Da quando Simone non ha ascoltato la sua supplica, Manuel vive una vita di amarezza. Persino i suoi sogni sono inquinati, contaminati da quel che poteva essere, dalla felicità dell'uomo che amerà sempre nutrita ormai da un altro uomo.
Si alza in maniera meccanica, va a lavoro, torna, mangia e dorme. È intrappolato in un loop infinito, senza via d'uscita, senza un buco a cui aggrapparsi per uscire.

Lui, la mera realtà e i suoi sogni impolverati.

Sbuffa quando la sveglia suona di nuovo. L'ha ritardata già tre volte, perché quella mattina proprio non gli va. Perciò, allunga il braccio controvoglia, pronto a spegnerla per l'ennesima volta.

Eccetto che, stavolta, si rende conto che non è la sveglia a suonare.

È il campanello.

Stranito da quel rumore petulante, Manuel strizza gli occhi.
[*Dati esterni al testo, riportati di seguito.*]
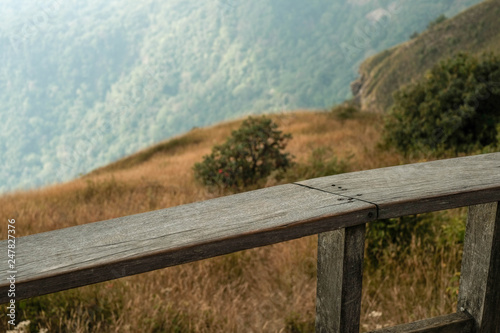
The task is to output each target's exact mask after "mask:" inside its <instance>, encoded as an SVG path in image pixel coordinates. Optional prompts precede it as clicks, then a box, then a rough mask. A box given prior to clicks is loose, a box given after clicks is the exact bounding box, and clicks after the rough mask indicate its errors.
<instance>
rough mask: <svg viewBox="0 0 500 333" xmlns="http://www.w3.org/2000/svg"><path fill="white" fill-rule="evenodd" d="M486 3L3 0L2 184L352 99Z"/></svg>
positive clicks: (0, 133)
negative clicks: (422, 30) (260, 114)
mask: <svg viewBox="0 0 500 333" xmlns="http://www.w3.org/2000/svg"><path fill="white" fill-rule="evenodd" d="M478 1H479V0H461V1H454V0H441V1H433V0H419V1H418V2H411V1H393V0H380V1H351V0H335V1H327V0H315V1H308V2H305V1H302V0H273V1H268V0H254V1H252V2H245V1H241V0H207V1H197V0H170V1H158V0H144V1H140V2H138V1H131V0H110V1H106V2H104V1H98V0H89V1H62V2H61V1H49V2H47V3H39V1H35V0H23V1H18V0H0V5H1V8H2V11H1V13H0V18H1V19H0V63H1V64H2V66H1V68H0V92H1V93H0V119H2V121H1V122H0V192H4V191H9V190H13V189H16V188H32V187H34V186H37V185H42V184H49V183H52V182H57V181H63V180H69V179H72V178H74V177H76V176H78V175H79V174H80V173H87V172H89V171H90V170H93V169H95V168H96V167H98V166H102V165H105V164H107V163H109V162H111V161H114V160H116V159H118V158H121V157H123V156H127V155H128V154H131V153H133V152H135V151H137V150H139V149H142V148H144V147H147V146H149V145H151V144H152V143H154V142H159V141H161V140H163V139H165V138H168V137H171V136H173V135H178V134H180V133H183V132H186V131H188V130H190V129H191V128H193V127H194V126H206V125H210V124H215V123H217V122H219V121H223V120H229V119H235V118H237V117H241V116H243V115H245V114H250V113H261V112H279V111H281V110H284V109H286V110H289V109H297V108H324V107H330V106H331V105H333V104H335V103H338V102H342V101H343V100H344V99H346V98H349V97H350V91H349V82H351V81H352V80H354V79H355V77H356V71H357V68H358V65H359V63H360V61H361V60H362V59H364V58H365V57H367V56H368V55H369V54H373V53H374V52H378V51H381V50H383V49H385V48H387V47H390V46H393V45H395V44H397V43H400V42H401V41H403V40H405V39H406V38H407V36H408V35H409V34H410V33H411V32H412V31H414V30H420V29H422V28H423V27H424V26H425V25H426V24H427V22H428V21H429V20H431V19H433V18H434V16H435V15H436V13H438V14H441V13H446V14H447V15H450V14H455V13H457V12H459V11H460V10H463V9H465V8H466V7H467V6H470V5H472V4H475V3H477V2H478Z"/></svg>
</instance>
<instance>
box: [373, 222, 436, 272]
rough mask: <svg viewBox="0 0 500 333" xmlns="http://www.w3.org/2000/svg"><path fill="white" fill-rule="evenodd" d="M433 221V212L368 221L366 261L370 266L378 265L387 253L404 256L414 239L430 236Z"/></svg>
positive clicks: (389, 256)
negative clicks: (388, 218)
mask: <svg viewBox="0 0 500 333" xmlns="http://www.w3.org/2000/svg"><path fill="white" fill-rule="evenodd" d="M432 223H433V216H432V215H431V214H422V215H411V216H402V217H399V218H394V219H384V220H378V221H374V222H370V223H368V225H367V233H366V242H367V251H366V262H367V263H368V265H369V267H374V268H376V267H378V265H379V262H380V261H381V260H382V259H383V258H384V256H387V255H388V256H389V257H396V256H397V257H400V258H402V257H403V256H404V255H405V254H407V251H408V249H409V248H410V243H411V242H412V240H414V239H420V240H422V239H424V238H430V236H431V234H432V233H431V228H430V227H431V224H432ZM394 245H396V246H394Z"/></svg>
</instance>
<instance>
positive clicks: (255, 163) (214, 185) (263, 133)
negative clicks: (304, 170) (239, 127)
mask: <svg viewBox="0 0 500 333" xmlns="http://www.w3.org/2000/svg"><path fill="white" fill-rule="evenodd" d="M277 128H278V125H276V124H275V123H273V122H272V121H271V119H268V118H265V117H261V118H252V117H249V118H248V119H246V120H245V121H244V122H243V123H242V125H241V127H240V128H239V129H238V130H236V131H233V132H232V134H231V136H230V137H229V138H228V139H227V141H226V142H225V143H224V144H222V145H216V146H215V147H213V149H212V153H211V154H210V155H207V156H204V158H203V162H201V163H196V164H195V165H194V172H195V177H196V179H198V180H199V181H200V182H201V183H202V184H203V185H206V186H209V187H213V186H216V187H219V188H222V189H227V188H231V189H234V190H243V189H245V188H247V187H248V186H250V185H254V184H257V182H259V181H260V180H262V179H265V178H266V177H267V176H269V175H270V174H271V172H272V171H275V170H281V171H285V170H286V169H287V168H289V167H290V166H291V165H292V162H291V158H290V155H289V154H288V153H284V152H283V150H284V149H285V147H286V145H287V141H288V140H289V139H290V138H291V137H292V136H291V134H283V133H282V132H281V131H279V130H278V129H277Z"/></svg>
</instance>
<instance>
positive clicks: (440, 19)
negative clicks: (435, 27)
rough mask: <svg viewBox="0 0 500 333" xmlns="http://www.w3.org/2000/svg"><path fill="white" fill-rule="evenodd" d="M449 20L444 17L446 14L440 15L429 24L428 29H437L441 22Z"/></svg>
mask: <svg viewBox="0 0 500 333" xmlns="http://www.w3.org/2000/svg"><path fill="white" fill-rule="evenodd" d="M447 19H448V18H447V17H446V15H444V14H443V15H440V16H438V17H437V18H436V19H435V20H434V21H431V22H429V24H428V25H427V29H432V28H433V27H435V26H436V25H438V24H439V23H441V22H444V21H446V20H447Z"/></svg>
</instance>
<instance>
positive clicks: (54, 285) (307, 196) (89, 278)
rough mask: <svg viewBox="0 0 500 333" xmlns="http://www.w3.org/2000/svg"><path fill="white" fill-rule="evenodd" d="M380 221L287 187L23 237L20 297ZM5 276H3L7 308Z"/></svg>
mask: <svg viewBox="0 0 500 333" xmlns="http://www.w3.org/2000/svg"><path fill="white" fill-rule="evenodd" d="M339 199H342V200H339ZM375 216H376V208H375V206H374V205H372V204H367V203H365V202H361V201H355V200H345V199H344V198H341V197H339V196H336V195H332V194H330V193H325V192H321V191H317V190H312V189H308V188H305V187H303V186H299V185H294V184H288V185H282V186H276V187H272V188H267V189H262V190H258V191H251V192H246V193H241V194H237V195H232V196H227V197H223V198H218V199H213V200H207V201H203V202H197V203H193V204H189V205H183V206H178V207H173V208H168V209H163V210H158V211H154V212H149V213H144V214H138V215H132V216H126V217H122V218H117V219H113V220H108V221H101V222H95V223H89V224H85V225H81V226H76V227H71V228H65V229H60V230H55V231H51V232H46V233H41V234H37V235H30V236H26V237H21V238H18V239H16V269H17V275H16V289H17V290H16V298H17V299H23V298H27V297H33V296H37V295H42V294H48V293H52V292H56V291H61V290H65V289H69V288H74V287H79V286H84V285H87V284H92V283H97V282H102V281H106V280H110V279H115V278H120V277H123V276H128V275H133V274H138V273H142V272H147V271H151V270H155V269H159V268H163V267H167V266H173V265H178V264H182V263H186V262H191V261H195V260H200V259H206V258H210V257H214V256H217V255H222V254H226V253H231V252H235V251H239V250H244V249H249V248H253V247H257V246H263V245H268V244H273V243H277V242H282V241H286V240H290V239H294V238H299V237H303V236H307V235H313V234H318V233H321V232H325V231H330V230H335V229H338V228H344V227H346V226H354V225H358V224H363V223H366V222H368V221H372V220H374V219H375ZM20 222H21V221H18V223H20ZM0 248H4V249H6V248H7V241H2V242H0ZM0 262H3V263H5V265H6V263H7V251H0ZM6 271H7V269H2V270H0V302H2V303H5V302H6V301H7V290H8V281H7V277H8V274H7V273H6Z"/></svg>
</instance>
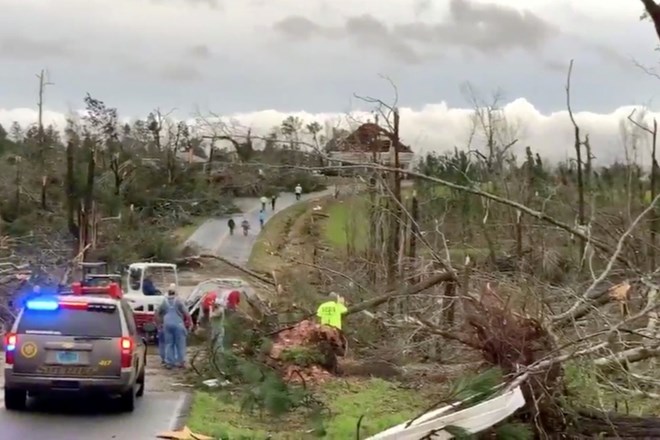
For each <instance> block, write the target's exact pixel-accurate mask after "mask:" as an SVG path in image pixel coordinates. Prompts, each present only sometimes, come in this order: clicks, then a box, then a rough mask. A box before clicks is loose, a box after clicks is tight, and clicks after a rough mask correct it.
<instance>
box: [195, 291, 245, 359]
mask: <svg viewBox="0 0 660 440" xmlns="http://www.w3.org/2000/svg"><path fill="white" fill-rule="evenodd" d="M240 302H241V292H239V291H238V290H231V291H224V292H222V293H221V294H218V292H216V291H211V292H208V293H207V294H206V295H204V297H203V298H202V307H201V309H202V317H201V320H200V327H202V328H203V329H205V331H206V332H207V335H208V336H209V340H210V341H212V344H213V347H214V350H218V349H220V348H221V347H222V346H223V342H224V341H223V339H224V334H225V332H224V324H225V318H227V317H228V316H231V315H232V314H233V313H235V312H236V311H237V309H238V306H239V304H240Z"/></svg>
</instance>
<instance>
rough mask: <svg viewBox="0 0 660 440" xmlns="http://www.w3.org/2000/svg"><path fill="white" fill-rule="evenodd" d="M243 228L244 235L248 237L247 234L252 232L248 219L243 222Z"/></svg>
mask: <svg viewBox="0 0 660 440" xmlns="http://www.w3.org/2000/svg"><path fill="white" fill-rule="evenodd" d="M241 228H243V235H245V236H246V237H247V233H248V231H249V230H250V222H249V221H247V219H246V218H244V219H243V221H242V222H241Z"/></svg>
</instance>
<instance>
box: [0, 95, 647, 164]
mask: <svg viewBox="0 0 660 440" xmlns="http://www.w3.org/2000/svg"><path fill="white" fill-rule="evenodd" d="M633 109H634V107H632V106H628V107H620V108H618V109H616V110H614V111H613V112H611V113H607V114H597V113H591V112H576V113H575V115H574V116H575V119H576V120H577V122H578V124H579V125H580V128H581V130H582V133H583V134H588V135H589V137H590V141H591V146H592V151H593V154H594V155H595V156H596V162H598V163H609V162H612V161H614V160H624V159H625V148H624V143H625V142H624V137H623V135H622V129H621V124H622V122H624V121H626V119H627V116H628V115H630V113H631V112H632V110H633ZM504 112H505V115H506V119H507V121H508V124H509V126H510V127H512V128H513V129H514V133H515V138H517V139H519V141H518V143H517V146H518V151H519V152H522V151H523V150H524V148H525V147H526V146H528V145H529V146H531V147H532V149H533V150H534V151H535V152H538V153H540V154H541V156H542V157H544V158H546V159H549V160H552V161H558V160H565V159H567V158H569V157H573V156H574V151H573V142H574V141H573V127H572V125H571V122H570V119H569V117H568V114H567V112H566V111H558V112H553V113H549V114H543V113H541V112H539V111H538V110H537V109H535V108H534V106H533V105H532V104H530V103H529V102H527V101H526V100H525V99H517V100H515V101H512V102H510V103H509V104H507V105H505V106H504ZM473 114H474V112H473V110H471V109H468V108H449V107H448V106H447V105H446V104H445V103H439V104H428V105H426V106H424V107H422V108H419V109H412V108H405V107H404V108H401V136H402V140H403V141H404V142H405V143H406V144H409V145H411V146H412V147H413V149H414V150H415V151H416V152H427V151H447V150H452V149H453V148H454V147H458V148H465V147H466V144H467V142H468V139H469V134H470V131H471V130H470V129H471V126H472V125H471V124H472V123H471V120H472V116H473ZM289 115H293V116H297V117H299V118H301V119H302V120H303V121H304V122H305V123H309V122H312V121H317V122H319V123H321V124H322V125H324V124H326V125H327V126H337V125H344V126H346V125H347V123H348V122H349V121H350V120H360V121H365V120H367V119H369V118H372V116H371V114H369V113H365V112H355V113H352V114H351V117H350V118H349V117H348V116H347V114H342V113H314V114H312V113H306V112H293V113H284V112H279V111H277V110H262V111H255V112H250V113H235V114H231V115H226V116H225V118H226V119H227V120H232V121H235V122H236V123H238V124H240V126H242V127H246V128H247V127H249V128H252V130H253V133H254V134H255V135H257V136H258V135H265V134H267V133H268V132H269V131H270V130H271V129H272V128H273V127H275V126H279V125H280V123H281V122H282V120H283V119H284V118H286V117H287V116H289ZM653 117H656V118H657V117H660V113H649V114H648V115H647V121H648V120H650V119H652V118H653ZM36 118H37V112H36V110H33V109H28V108H19V109H10V110H7V109H5V110H2V109H0V124H2V125H3V126H4V127H5V129H7V130H9V127H10V126H11V124H12V122H13V121H17V122H19V123H20V124H21V125H22V126H28V125H30V124H33V123H35V121H36ZM44 120H45V121H46V122H47V123H53V124H54V125H56V126H57V127H58V128H63V127H64V126H65V123H66V115H64V114H62V113H57V112H52V111H46V112H45V113H44ZM628 125H629V126H630V124H629V123H628ZM475 147H476V148H479V147H483V140H482V139H480V137H479V136H477V137H476V138H475V140H474V142H473V145H472V148H475ZM648 147H649V145H648V142H647V141H646V140H643V141H641V142H640V143H639V144H638V149H639V151H638V156H639V162H640V163H648V154H649V148H648Z"/></svg>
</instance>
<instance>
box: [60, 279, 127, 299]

Li apre lentamente, infastidito dal trillo che striscia tra i suoi pensieri poco nitidi, e aggrotta le sopracciglia rendendosi conto che sono solo le otto del mattino.

Chi diavolo può essere a quest'ora?

Con uno sforzo immane si tira su. Il campanello continua a suonare indisturbato, e gli fa venire voglia di mettersi a urlare. Fatica a mettersi in piedi, sbadiglia un paio di volte, si trascina verso l'armadio per cambiarsi ed indossare una tuta calda e decente.